Despite not being very interested in reading about the 1960s, perhaps because it did not originate in the US, I've always felt the Situationists to be worth the time to consider their ideas.  Ken Knabb's Bureau of Public Secretes is among the best sources for translations and analysis of their intellectual "products."  I've always favored the lack of leaders in that particular movement.
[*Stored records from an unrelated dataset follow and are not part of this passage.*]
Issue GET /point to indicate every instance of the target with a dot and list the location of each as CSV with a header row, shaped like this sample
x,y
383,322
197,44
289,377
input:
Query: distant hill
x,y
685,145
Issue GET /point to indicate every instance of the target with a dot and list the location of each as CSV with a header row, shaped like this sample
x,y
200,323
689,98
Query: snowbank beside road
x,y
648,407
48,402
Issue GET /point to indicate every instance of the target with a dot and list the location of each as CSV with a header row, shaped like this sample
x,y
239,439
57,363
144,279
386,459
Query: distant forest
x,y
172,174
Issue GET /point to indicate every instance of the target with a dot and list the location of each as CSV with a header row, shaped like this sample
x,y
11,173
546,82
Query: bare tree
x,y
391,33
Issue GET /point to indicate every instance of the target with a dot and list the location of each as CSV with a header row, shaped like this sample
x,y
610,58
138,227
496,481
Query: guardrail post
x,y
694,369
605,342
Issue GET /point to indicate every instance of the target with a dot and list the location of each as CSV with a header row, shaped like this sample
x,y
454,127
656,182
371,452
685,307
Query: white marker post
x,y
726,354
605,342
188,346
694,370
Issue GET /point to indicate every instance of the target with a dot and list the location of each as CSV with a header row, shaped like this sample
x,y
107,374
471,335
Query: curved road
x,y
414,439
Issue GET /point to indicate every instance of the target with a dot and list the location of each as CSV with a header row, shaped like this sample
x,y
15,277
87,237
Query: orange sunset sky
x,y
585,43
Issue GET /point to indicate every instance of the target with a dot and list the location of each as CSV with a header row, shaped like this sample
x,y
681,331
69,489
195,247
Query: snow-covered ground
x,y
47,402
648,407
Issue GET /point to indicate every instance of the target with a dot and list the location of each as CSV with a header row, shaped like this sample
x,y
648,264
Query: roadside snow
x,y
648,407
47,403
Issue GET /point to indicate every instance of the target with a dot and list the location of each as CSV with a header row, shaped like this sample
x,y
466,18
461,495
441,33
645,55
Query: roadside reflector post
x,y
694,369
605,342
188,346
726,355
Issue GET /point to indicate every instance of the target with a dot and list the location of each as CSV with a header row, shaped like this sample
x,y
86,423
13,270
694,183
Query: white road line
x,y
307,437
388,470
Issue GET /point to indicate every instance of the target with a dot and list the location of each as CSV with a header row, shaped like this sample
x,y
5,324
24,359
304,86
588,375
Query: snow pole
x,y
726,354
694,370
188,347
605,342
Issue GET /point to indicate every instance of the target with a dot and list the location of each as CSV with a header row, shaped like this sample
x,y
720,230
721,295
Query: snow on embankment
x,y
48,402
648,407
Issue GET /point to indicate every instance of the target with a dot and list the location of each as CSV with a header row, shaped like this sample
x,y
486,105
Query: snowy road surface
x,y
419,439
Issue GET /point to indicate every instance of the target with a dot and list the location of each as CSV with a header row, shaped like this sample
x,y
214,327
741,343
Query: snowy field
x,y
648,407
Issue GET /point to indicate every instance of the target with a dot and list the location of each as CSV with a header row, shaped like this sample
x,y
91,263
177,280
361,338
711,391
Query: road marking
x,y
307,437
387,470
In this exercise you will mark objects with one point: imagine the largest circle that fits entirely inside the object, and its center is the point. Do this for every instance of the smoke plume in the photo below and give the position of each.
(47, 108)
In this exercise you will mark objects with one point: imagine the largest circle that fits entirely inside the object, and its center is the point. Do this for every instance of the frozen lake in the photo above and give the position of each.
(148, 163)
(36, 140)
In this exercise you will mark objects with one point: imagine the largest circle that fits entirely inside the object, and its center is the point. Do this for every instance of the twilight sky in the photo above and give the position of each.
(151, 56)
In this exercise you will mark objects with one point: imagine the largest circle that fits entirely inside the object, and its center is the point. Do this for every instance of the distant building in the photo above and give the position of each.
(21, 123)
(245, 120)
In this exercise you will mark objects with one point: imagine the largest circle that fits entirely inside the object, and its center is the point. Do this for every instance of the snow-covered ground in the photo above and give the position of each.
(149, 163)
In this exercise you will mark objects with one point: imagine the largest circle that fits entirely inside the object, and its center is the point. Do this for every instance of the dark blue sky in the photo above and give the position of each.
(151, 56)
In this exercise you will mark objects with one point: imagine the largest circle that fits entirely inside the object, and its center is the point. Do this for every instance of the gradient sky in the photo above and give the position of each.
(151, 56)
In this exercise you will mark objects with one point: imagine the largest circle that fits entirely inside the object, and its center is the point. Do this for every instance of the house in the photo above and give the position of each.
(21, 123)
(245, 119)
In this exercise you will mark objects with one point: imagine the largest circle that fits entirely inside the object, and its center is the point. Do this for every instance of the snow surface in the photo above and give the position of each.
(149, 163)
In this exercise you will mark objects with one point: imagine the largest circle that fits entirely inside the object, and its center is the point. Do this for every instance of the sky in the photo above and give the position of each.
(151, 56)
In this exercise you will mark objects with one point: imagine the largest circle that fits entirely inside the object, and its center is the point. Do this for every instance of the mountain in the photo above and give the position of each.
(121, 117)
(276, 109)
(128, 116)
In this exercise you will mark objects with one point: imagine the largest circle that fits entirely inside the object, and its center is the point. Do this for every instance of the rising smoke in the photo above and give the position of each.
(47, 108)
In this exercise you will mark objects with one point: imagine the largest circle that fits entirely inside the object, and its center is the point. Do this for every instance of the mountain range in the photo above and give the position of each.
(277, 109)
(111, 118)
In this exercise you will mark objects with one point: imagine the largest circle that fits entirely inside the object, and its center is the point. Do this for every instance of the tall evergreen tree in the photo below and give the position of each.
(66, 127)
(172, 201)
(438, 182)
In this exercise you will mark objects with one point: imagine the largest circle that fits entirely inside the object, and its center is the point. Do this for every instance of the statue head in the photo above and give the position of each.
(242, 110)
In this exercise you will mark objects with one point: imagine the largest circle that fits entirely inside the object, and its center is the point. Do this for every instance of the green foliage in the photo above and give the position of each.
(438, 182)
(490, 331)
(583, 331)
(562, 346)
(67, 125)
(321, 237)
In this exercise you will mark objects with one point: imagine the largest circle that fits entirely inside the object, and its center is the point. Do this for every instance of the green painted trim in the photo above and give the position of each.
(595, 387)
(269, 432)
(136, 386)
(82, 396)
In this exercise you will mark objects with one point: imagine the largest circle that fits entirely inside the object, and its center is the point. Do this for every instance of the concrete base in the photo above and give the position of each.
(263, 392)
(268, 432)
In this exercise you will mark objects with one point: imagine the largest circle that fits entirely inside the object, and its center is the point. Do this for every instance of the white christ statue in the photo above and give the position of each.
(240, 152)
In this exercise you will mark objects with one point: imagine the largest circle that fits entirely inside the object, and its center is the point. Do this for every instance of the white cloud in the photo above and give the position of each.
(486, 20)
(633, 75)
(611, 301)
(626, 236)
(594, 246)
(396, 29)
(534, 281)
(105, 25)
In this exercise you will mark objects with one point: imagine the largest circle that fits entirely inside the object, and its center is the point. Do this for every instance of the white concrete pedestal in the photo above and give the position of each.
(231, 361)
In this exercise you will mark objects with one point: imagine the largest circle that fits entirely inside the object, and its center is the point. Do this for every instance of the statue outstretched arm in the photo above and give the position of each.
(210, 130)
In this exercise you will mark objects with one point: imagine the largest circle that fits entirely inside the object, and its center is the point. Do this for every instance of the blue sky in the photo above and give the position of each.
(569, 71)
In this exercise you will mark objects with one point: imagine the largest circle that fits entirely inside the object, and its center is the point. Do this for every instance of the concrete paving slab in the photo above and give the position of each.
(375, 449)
Anyway, a piece by Ken Knabb featured on Counterpunch offers a good synopsis of what the Situationists were all about, and the parallels with the Occupy Movement (including the use of the General Strike).  It also contains a rebuttal of the god-awful Salon article by Gary Kamiya, The Original Mad Men: What Can OWS Learn from a Defunct French Avant-Garde Group?  Frankly, it was such a piece of crap that I couldn't finish it, but Ken did:
I have examined Mr. Kamiya’s article here not because what he says about the situationists has any particular significance, but simply because it happens to be among the first examples of the sort of thing we can expect to see in the coming months as media commentators attempt to get their tiny minds around this strange phenomenon in order to reassure their readers and viewers: “Don’t worry, we’ve got this covered, we’ve already read this stuff so you don’t have to and we can assure you that these situationists are of no significance, they’re just some sort of zany cultural pranksters, or ivory-tower theorists, or grim radical dogmatists, or stuffy academic propagandists, or loony utopian dreamers, or irresponsible vandals, or something . . . . Anyway, whatever they are, there’s nothing to see here. Move on.”
God save OWS from the liberals--always the vanguard of the counter-revolution--and their authoritarian ass-licking.